Could someone check this car for me

[TW]Fox;10281453 said:
Thats becuase you buy little towncars that are fit for the bin after 73k miles of crashing over speedbumps, negotiating potholes and having trolleys rammed into them in Tesco.

:confused: You talk such crap. My car has no dings and the person before me used it for the daily commute to work which was 20-30 miles a day out of town, so Im not sure where you pulled that from.
 
:confused: You talk such crap. My car has no dings and the person before me used it for the daily commute to work which was 20-30 miles a day, so Im not sure where you pulled that from.

I'm going by your opinion that 73k miles is too much for you.
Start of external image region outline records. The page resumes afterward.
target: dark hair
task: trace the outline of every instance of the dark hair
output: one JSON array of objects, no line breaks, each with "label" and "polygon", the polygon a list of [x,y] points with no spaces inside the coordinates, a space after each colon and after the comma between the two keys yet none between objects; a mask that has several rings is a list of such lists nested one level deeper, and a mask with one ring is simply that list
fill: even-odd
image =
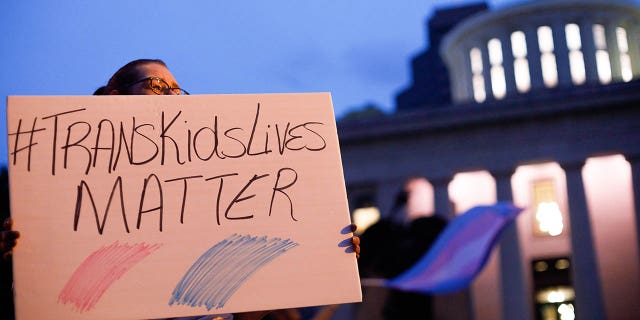
[{"label": "dark hair", "polygon": [[94,92],[93,92],[93,95],[94,95],[94,96],[101,96],[101,95],[103,95],[103,94],[104,94],[104,89],[105,89],[106,87],[107,87],[107,86],[101,86],[100,88],[96,89],[96,91],[94,91]]},{"label": "dark hair", "polygon": [[111,76],[111,79],[109,79],[109,82],[107,83],[107,85],[103,90],[103,94],[109,94],[109,92],[111,92],[114,89],[118,90],[120,94],[129,94],[129,88],[127,88],[126,85],[134,81],[140,80],[139,79],[140,73],[138,71],[138,66],[145,65],[148,63],[157,63],[165,67],[167,66],[164,63],[164,61],[160,59],[133,60],[125,64],[124,66],[122,66],[122,68],[118,69],[118,71],[116,71],[116,73],[114,73],[113,76]]}]

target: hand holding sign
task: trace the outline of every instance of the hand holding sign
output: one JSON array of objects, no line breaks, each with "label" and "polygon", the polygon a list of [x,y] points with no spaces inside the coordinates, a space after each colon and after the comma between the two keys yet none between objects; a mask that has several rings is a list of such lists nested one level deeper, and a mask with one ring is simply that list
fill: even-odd
[{"label": "hand holding sign", "polygon": [[8,108],[18,319],[361,299],[354,255],[338,246],[350,221],[328,94],[10,97]]}]

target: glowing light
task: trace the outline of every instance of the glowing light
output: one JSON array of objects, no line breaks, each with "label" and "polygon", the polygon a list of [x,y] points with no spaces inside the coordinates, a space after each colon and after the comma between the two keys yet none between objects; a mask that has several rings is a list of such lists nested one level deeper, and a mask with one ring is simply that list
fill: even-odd
[{"label": "glowing light", "polygon": [[593,41],[596,45],[598,79],[600,83],[607,84],[611,82],[611,61],[609,61],[609,52],[607,52],[607,38],[601,24],[593,25]]},{"label": "glowing light", "polygon": [[570,303],[563,303],[559,305],[558,313],[560,314],[560,320],[574,320],[576,318],[573,305]]},{"label": "glowing light", "polygon": [[583,84],[586,80],[584,58],[582,56],[582,41],[580,39],[580,27],[575,23],[565,26],[567,36],[567,48],[569,49],[569,70],[573,84]]},{"label": "glowing light", "polygon": [[513,53],[513,72],[516,78],[518,92],[527,92],[531,89],[529,76],[529,61],[527,60],[527,41],[522,31],[511,33],[511,51]]},{"label": "glowing light", "polygon": [[484,88],[484,77],[482,76],[482,52],[478,48],[469,51],[469,59],[471,60],[471,73],[473,85],[473,98],[476,102],[483,102],[487,98]]},{"label": "glowing light", "polygon": [[502,99],[507,93],[507,84],[502,67],[502,43],[497,38],[487,43],[489,63],[491,64],[491,92],[496,99]]},{"label": "glowing light", "polygon": [[547,293],[547,301],[557,303],[564,302],[566,297],[562,291],[551,291]]},{"label": "glowing light", "polygon": [[562,213],[555,202],[540,202],[536,210],[536,221],[538,229],[551,236],[561,234],[564,228]]},{"label": "glowing light", "polygon": [[356,230],[361,234],[367,228],[380,220],[380,210],[376,207],[358,208],[353,211],[353,223],[358,226]]}]

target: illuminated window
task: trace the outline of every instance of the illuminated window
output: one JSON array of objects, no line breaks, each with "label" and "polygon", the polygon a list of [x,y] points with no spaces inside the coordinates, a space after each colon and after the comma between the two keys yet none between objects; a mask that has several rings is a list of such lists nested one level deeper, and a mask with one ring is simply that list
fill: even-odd
[{"label": "illuminated window", "polygon": [[540,65],[544,85],[551,88],[558,85],[558,69],[556,56],[553,53],[553,34],[549,26],[538,28],[538,46],[540,48]]},{"label": "illuminated window", "polygon": [[620,52],[620,72],[622,75],[622,81],[629,82],[633,78],[633,73],[631,72],[631,57],[629,56],[627,30],[622,27],[616,28],[616,39],[618,40],[618,51]]},{"label": "illuminated window", "polygon": [[600,83],[611,82],[611,62],[609,52],[607,52],[607,38],[604,34],[604,27],[601,24],[593,25],[593,41],[596,46],[596,68],[598,69],[598,79]]},{"label": "illuminated window", "polygon": [[571,81],[573,84],[583,84],[586,80],[584,71],[584,57],[582,56],[582,41],[580,39],[580,28],[575,23],[565,26],[567,36],[567,49],[569,49],[569,68],[571,70]]},{"label": "illuminated window", "polygon": [[529,75],[529,61],[527,60],[527,41],[524,32],[511,33],[511,52],[513,53],[513,73],[516,78],[518,92],[527,92],[531,89],[531,77]]},{"label": "illuminated window", "polygon": [[553,180],[540,180],[533,184],[535,208],[535,230],[537,236],[557,236],[562,234],[564,223],[562,212],[556,201]]},{"label": "illuminated window", "polygon": [[496,99],[504,98],[507,92],[507,85],[504,79],[504,68],[502,67],[502,43],[493,38],[487,43],[489,50],[489,63],[491,64],[491,91]]},{"label": "illuminated window", "polygon": [[483,102],[487,98],[484,88],[484,77],[482,76],[482,52],[478,48],[469,51],[471,60],[471,82],[473,85],[473,99],[476,102]]},{"label": "illuminated window", "polygon": [[576,294],[569,264],[566,257],[532,261],[536,320],[575,319]]}]

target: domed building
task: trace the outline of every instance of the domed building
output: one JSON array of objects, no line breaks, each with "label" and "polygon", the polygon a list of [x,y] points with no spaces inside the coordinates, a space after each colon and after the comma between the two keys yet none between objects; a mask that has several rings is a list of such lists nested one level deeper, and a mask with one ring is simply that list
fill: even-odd
[{"label": "domed building", "polygon": [[[635,318],[638,4],[477,3],[436,10],[428,26],[396,112],[338,123],[361,232],[513,201],[525,211],[471,287],[434,297],[436,319]],[[382,319],[386,292],[363,292],[354,317]]]}]

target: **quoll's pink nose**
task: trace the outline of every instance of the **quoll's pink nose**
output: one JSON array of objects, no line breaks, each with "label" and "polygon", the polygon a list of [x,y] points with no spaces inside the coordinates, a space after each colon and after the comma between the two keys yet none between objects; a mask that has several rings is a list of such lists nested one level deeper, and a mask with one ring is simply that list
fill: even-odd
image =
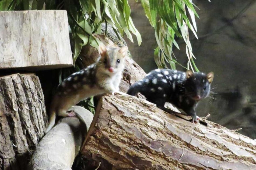
[{"label": "quoll's pink nose", "polygon": [[109,72],[112,73],[114,71],[114,69],[113,67],[110,67],[108,68],[108,71]]},{"label": "quoll's pink nose", "polygon": [[201,99],[201,96],[198,95],[196,96],[195,98],[197,100],[200,100]]}]

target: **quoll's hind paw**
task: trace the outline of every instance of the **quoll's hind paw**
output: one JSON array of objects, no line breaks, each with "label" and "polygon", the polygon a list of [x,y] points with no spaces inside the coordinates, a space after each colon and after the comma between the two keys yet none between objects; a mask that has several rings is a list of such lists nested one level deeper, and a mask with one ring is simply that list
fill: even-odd
[{"label": "quoll's hind paw", "polygon": [[197,116],[197,120],[201,120],[201,118],[199,117],[198,116]]},{"label": "quoll's hind paw", "polygon": [[69,117],[75,117],[76,112],[74,111],[71,111],[68,113],[68,116]]}]

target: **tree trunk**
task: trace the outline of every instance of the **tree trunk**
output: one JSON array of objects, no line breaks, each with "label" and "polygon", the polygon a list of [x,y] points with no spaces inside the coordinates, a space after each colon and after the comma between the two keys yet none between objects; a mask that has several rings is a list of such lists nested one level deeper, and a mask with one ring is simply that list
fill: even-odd
[{"label": "tree trunk", "polygon": [[0,12],[0,68],[73,65],[66,11]]},{"label": "tree trunk", "polygon": [[79,119],[76,117],[61,119],[40,141],[27,169],[71,169],[93,115],[78,106],[70,110],[79,115]]},{"label": "tree trunk", "polygon": [[15,74],[0,77],[0,169],[26,169],[47,123],[38,77]]},{"label": "tree trunk", "polygon": [[256,141],[205,121],[193,124],[143,99],[107,95],[81,152],[101,169],[256,169]]}]

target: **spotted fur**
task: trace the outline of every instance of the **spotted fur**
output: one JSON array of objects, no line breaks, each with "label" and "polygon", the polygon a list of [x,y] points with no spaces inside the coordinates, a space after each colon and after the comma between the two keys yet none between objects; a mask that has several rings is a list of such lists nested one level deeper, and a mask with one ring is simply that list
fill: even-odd
[{"label": "spotted fur", "polygon": [[164,105],[166,102],[170,103],[191,116],[193,122],[197,123],[195,109],[199,100],[209,95],[213,76],[212,72],[206,75],[190,70],[156,69],[131,86],[127,93],[135,96],[140,92],[147,100],[169,112]]},{"label": "spotted fur", "polygon": [[67,112],[72,106],[83,99],[105,93],[113,94],[119,91],[122,73],[124,68],[124,58],[127,47],[107,49],[103,44],[99,46],[100,56],[96,63],[74,73],[58,86],[50,109],[48,132],[55,123],[56,114],[74,116]]}]

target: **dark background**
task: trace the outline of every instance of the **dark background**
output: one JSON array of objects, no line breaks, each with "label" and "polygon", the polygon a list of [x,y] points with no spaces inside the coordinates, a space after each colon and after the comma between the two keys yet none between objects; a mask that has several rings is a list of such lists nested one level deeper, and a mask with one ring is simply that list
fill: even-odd
[{"label": "dark background", "polygon": [[[199,40],[190,34],[195,63],[201,72],[214,72],[212,91],[217,93],[213,95],[216,99],[200,102],[197,114],[210,114],[209,120],[231,129],[242,128],[239,133],[255,139],[256,1],[193,1],[200,9],[196,9],[200,17],[196,20]],[[157,46],[154,31],[141,4],[129,2],[142,42],[139,47],[126,40],[133,58],[147,73],[157,68],[153,57]],[[177,42],[180,50],[174,47],[174,53],[186,66],[185,45],[182,39]]]}]

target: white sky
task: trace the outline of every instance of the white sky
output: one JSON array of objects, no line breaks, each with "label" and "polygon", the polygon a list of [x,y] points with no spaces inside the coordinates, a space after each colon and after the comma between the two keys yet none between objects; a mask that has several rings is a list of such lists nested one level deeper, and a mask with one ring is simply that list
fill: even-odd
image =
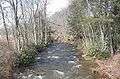
[{"label": "white sky", "polygon": [[67,7],[67,5],[68,0],[50,0],[50,3],[48,4],[48,14],[52,15],[55,12]]}]

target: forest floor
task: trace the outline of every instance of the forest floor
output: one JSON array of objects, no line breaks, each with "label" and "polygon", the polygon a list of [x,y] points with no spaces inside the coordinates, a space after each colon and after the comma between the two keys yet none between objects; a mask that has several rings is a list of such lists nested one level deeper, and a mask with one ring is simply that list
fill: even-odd
[{"label": "forest floor", "polygon": [[96,60],[99,67],[96,69],[102,79],[120,79],[120,54],[108,60]]},{"label": "forest floor", "polygon": [[91,71],[78,63],[76,49],[69,44],[52,44],[36,61],[34,66],[18,69],[15,79],[94,79]]}]

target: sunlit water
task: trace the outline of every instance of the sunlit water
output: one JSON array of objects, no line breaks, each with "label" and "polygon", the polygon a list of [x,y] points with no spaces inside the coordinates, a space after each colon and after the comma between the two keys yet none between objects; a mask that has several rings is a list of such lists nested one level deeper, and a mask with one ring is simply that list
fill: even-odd
[{"label": "sunlit water", "polygon": [[72,45],[53,44],[36,61],[34,66],[16,72],[15,79],[94,79],[89,69],[78,63]]}]

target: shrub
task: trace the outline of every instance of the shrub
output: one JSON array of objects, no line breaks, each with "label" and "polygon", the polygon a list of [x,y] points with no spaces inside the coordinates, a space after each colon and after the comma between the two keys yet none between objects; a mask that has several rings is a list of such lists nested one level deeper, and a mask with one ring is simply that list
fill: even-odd
[{"label": "shrub", "polygon": [[35,48],[23,49],[18,60],[19,66],[29,66],[35,63],[36,53]]},{"label": "shrub", "polygon": [[102,51],[97,48],[90,48],[88,55],[90,57],[95,57],[97,59],[107,59],[111,56],[108,51],[106,51],[106,50]]}]

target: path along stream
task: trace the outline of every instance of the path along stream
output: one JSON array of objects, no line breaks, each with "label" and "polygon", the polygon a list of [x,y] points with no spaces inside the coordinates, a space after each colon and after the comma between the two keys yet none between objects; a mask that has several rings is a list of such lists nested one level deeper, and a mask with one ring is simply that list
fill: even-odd
[{"label": "path along stream", "polygon": [[30,68],[16,72],[15,79],[94,79],[82,64],[77,63],[75,48],[55,43],[36,57]]}]

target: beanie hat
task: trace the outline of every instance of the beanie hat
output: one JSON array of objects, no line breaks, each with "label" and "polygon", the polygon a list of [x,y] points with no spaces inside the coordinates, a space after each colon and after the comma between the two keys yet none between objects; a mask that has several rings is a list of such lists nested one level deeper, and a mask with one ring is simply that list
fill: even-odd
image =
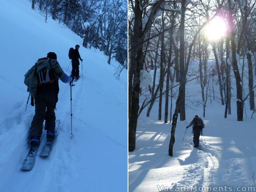
[{"label": "beanie hat", "polygon": [[57,55],[54,52],[49,52],[47,54],[47,57],[50,59],[57,60]]}]

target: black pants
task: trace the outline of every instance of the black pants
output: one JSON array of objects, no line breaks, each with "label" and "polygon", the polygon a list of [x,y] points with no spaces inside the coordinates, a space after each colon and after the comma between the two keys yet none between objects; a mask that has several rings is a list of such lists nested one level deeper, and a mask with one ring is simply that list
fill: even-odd
[{"label": "black pants", "polygon": [[71,75],[76,77],[79,76],[79,61],[72,60],[72,72]]},{"label": "black pants", "polygon": [[194,128],[194,137],[193,138],[193,142],[196,146],[199,146],[199,138],[201,134],[201,128],[195,127]]},{"label": "black pants", "polygon": [[37,93],[35,97],[35,114],[31,123],[30,138],[33,136],[41,136],[44,120],[46,127],[49,124],[55,127],[54,108],[56,95],[55,91]]}]

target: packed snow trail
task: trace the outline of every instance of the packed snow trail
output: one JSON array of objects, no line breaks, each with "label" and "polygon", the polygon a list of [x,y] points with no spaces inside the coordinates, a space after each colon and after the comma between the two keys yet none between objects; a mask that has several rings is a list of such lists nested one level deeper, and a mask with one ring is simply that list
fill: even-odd
[{"label": "packed snow trail", "polygon": [[[203,118],[206,144],[200,136],[202,150],[192,146],[192,128],[181,144],[190,121],[179,122],[173,157],[168,156],[171,124],[154,121],[153,118],[140,117],[136,150],[129,155],[129,191],[169,191],[161,186],[253,186],[252,177],[256,172],[255,120],[245,119],[238,122],[233,119],[236,115],[231,120],[224,119],[218,109],[220,106],[211,107],[210,117]],[[190,111],[187,116],[193,117],[193,113]],[[210,117],[213,116],[216,118]]]},{"label": "packed snow trail", "polygon": [[[31,8],[27,0],[3,0],[0,6],[1,88],[0,191],[124,191],[127,188],[127,71],[113,75],[118,64],[82,46],[82,40]],[[28,151],[28,132],[34,108],[25,112],[28,96],[24,75],[39,58],[54,52],[66,72],[69,48],[80,45],[83,76],[72,88],[59,82],[55,111],[59,133],[50,156],[38,156],[33,169],[20,168]],[[71,73],[70,66],[66,73]],[[40,146],[38,151],[40,151]]]},{"label": "packed snow trail", "polygon": [[[214,64],[213,62],[209,60],[208,67]],[[190,67],[196,71],[198,66],[195,62]],[[152,76],[153,72],[151,72]],[[232,80],[232,87],[235,87],[235,81]],[[159,101],[155,102],[150,117],[146,117],[146,108],[142,111],[137,127],[136,149],[129,153],[129,192],[174,191],[169,190],[170,188],[176,187],[178,188],[177,190],[181,190],[187,186],[224,187],[226,185],[235,190],[238,186],[254,186],[252,176],[255,173],[256,181],[255,117],[246,118],[244,114],[244,121],[238,122],[236,101],[233,96],[232,114],[224,118],[225,106],[220,103],[218,85],[215,86],[218,90],[215,100],[212,98],[211,102],[208,99],[204,118],[200,82],[195,79],[186,84],[186,120],[178,120],[177,123],[172,157],[168,155],[171,124],[156,120]],[[232,94],[235,95],[235,93]],[[165,99],[164,97],[163,100]],[[174,100],[173,111],[176,102]],[[162,115],[164,110],[163,106]],[[246,105],[246,108],[248,109],[248,106]],[[188,129],[181,144],[186,126],[196,114],[201,117],[205,124],[203,130],[206,143],[204,137],[200,137],[202,150],[191,145],[192,127]]]}]

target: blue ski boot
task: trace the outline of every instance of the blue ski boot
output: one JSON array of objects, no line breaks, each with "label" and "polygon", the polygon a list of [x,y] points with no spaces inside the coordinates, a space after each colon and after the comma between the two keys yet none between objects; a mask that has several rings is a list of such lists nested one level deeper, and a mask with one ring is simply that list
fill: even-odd
[{"label": "blue ski boot", "polygon": [[46,130],[47,138],[54,138],[55,137],[55,126],[54,124],[46,124],[45,129]]},{"label": "blue ski boot", "polygon": [[30,138],[30,144],[32,145],[39,145],[40,142],[39,136],[32,136]]}]

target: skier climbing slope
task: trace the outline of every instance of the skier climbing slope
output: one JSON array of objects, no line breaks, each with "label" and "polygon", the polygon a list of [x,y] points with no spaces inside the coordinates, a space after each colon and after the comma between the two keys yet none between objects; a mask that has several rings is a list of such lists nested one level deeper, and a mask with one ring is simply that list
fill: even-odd
[{"label": "skier climbing slope", "polygon": [[[34,114],[30,105],[25,112],[28,93],[24,75],[50,49],[66,72],[70,62],[67,50],[83,40],[50,18],[46,23],[26,0],[1,1],[0,25],[0,52],[4,56],[0,72],[0,191],[124,191],[127,71],[116,80],[115,68],[102,52],[81,46],[86,70],[72,89],[74,136],[71,140],[70,87],[60,83],[55,113],[61,123],[54,146],[47,158],[38,153],[32,170],[22,172]],[[114,60],[111,64],[119,64]],[[70,68],[66,73],[71,72]]]}]

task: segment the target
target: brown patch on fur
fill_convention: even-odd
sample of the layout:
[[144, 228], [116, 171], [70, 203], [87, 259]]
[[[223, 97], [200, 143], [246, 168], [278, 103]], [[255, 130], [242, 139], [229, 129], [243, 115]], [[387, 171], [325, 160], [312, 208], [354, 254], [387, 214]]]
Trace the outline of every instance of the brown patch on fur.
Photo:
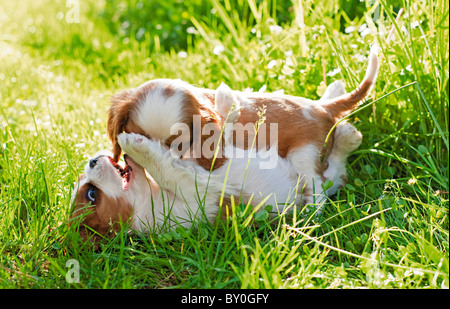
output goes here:
[[[258, 121], [258, 110], [265, 107], [265, 123], [266, 123], [266, 141], [265, 145], [269, 146], [270, 142], [270, 124], [278, 125], [278, 154], [285, 158], [288, 153], [296, 148], [314, 144], [319, 150], [322, 149], [328, 132], [333, 127], [335, 120], [330, 117], [329, 113], [319, 104], [305, 103], [298, 98], [292, 96], [279, 97], [252, 97], [254, 103], [249, 107], [241, 110], [241, 116], [237, 122], [245, 125], [246, 123], [255, 123]], [[308, 108], [308, 114], [313, 118], [307, 118], [302, 109]], [[236, 127], [236, 126], [235, 126]], [[239, 127], [236, 127], [239, 129]], [[258, 132], [260, 134], [260, 132]], [[243, 143], [236, 143], [236, 136], [244, 136]], [[333, 136], [329, 139], [326, 156], [331, 151], [333, 145]], [[233, 133], [234, 142], [237, 147], [248, 148], [252, 144], [255, 135], [247, 130], [236, 130]], [[261, 149], [256, 138], [256, 146]], [[316, 162], [316, 170], [322, 173], [326, 167]]]
[[[91, 204], [86, 194], [93, 186], [84, 184], [77, 192], [75, 198], [75, 209], [71, 216], [71, 224], [78, 217], [80, 222], [81, 239], [87, 240], [92, 234], [90, 229], [103, 236], [112, 236], [117, 232], [121, 223], [127, 222], [131, 218], [132, 206], [124, 199], [114, 199], [106, 196], [99, 189], [96, 191], [95, 204]], [[93, 236], [93, 241], [97, 242], [102, 237]]]

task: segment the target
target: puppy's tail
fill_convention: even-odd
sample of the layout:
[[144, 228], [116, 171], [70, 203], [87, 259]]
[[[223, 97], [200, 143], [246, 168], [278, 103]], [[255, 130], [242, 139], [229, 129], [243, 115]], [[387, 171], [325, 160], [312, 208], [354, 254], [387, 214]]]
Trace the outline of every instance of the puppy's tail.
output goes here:
[[354, 109], [358, 103], [364, 99], [372, 86], [375, 84], [378, 73], [378, 45], [373, 45], [370, 49], [369, 64], [366, 75], [359, 86], [350, 93], [343, 94], [339, 97], [326, 100], [321, 105], [334, 118], [343, 117], [346, 113]]

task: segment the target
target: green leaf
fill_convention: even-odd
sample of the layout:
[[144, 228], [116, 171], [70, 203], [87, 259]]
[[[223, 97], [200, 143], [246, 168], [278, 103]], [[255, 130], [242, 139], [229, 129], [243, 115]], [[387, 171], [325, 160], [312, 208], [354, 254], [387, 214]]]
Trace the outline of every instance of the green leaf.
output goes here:
[[265, 209], [262, 209], [255, 214], [256, 222], [266, 221], [268, 218], [269, 218], [269, 213]]

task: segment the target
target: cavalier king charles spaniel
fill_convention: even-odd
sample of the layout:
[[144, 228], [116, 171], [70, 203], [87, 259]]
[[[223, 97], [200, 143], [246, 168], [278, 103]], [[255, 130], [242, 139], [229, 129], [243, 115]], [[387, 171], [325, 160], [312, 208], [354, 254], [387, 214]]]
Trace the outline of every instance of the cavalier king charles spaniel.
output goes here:
[[[274, 215], [300, 202], [297, 175], [286, 159], [279, 158], [275, 168], [260, 168], [265, 150], [250, 160], [248, 154], [231, 159], [210, 173], [145, 136], [121, 133], [117, 142], [126, 153], [126, 165], [113, 160], [108, 151], [99, 152], [75, 185], [71, 223], [78, 220], [84, 240], [88, 235], [94, 240], [101, 238], [98, 234], [114, 235], [125, 222], [142, 232], [190, 227], [202, 219], [212, 222], [220, 215], [221, 198], [222, 214], [230, 214], [232, 196], [236, 205], [272, 205]], [[233, 148], [227, 146], [224, 152]]]
[[[224, 84], [217, 90], [203, 89], [169, 79], [151, 80], [123, 91], [113, 96], [108, 111], [107, 133], [113, 143], [113, 159], [118, 161], [120, 157], [118, 136], [122, 132], [158, 140], [170, 147], [173, 155], [195, 161], [208, 171], [226, 164], [229, 158], [223, 151], [225, 144], [239, 149], [275, 148], [306, 183], [304, 202], [320, 205], [325, 200], [322, 185], [327, 179], [333, 181], [334, 192], [344, 182], [347, 156], [342, 155], [342, 149], [333, 153], [334, 144], [343, 148], [347, 143], [345, 138], [343, 142], [337, 140], [339, 134], [354, 135], [351, 150], [361, 142], [361, 134], [350, 124], [334, 130], [325, 148], [326, 137], [368, 95], [376, 81], [377, 54], [374, 46], [366, 74], [355, 90], [345, 93], [343, 84], [335, 82], [317, 101], [233, 91]], [[337, 169], [343, 173], [335, 182]]]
I gave the only scenario in which 73k miles feels like a lot of miles.
 
Maybe my opinion would change if I had owned a high mileage car but I generally thought that more things could go wrong with a high mileage car than a low mileage car. But when you put it into perspective a low mileage car may have been owned by a town go-er so there is every possibility these may be even worse. Hmmm something to ponder on.
 
I think we should judge cars on engine hours instead of mileage becuase the notion that a car that drove for 1 hour and covered 80 miles has suffered 4 times the wear of a car that drove for 1 hour around town and covered 20 miles is stupid.
 
[TW]Fox;10281648 said:
I think we should judge cars on engine hours instead of mileage becuase the notion that a car that drove for 1 hour and covered 80 miles has suffered 4 times the wear of a car that drove for 1 hour around town and covered 20 miles is stupid.

The stupid thing is is that this is how the majority of machinery life is measured. Why cars are different i am not sure. Makes sense to me that it should be done in hours.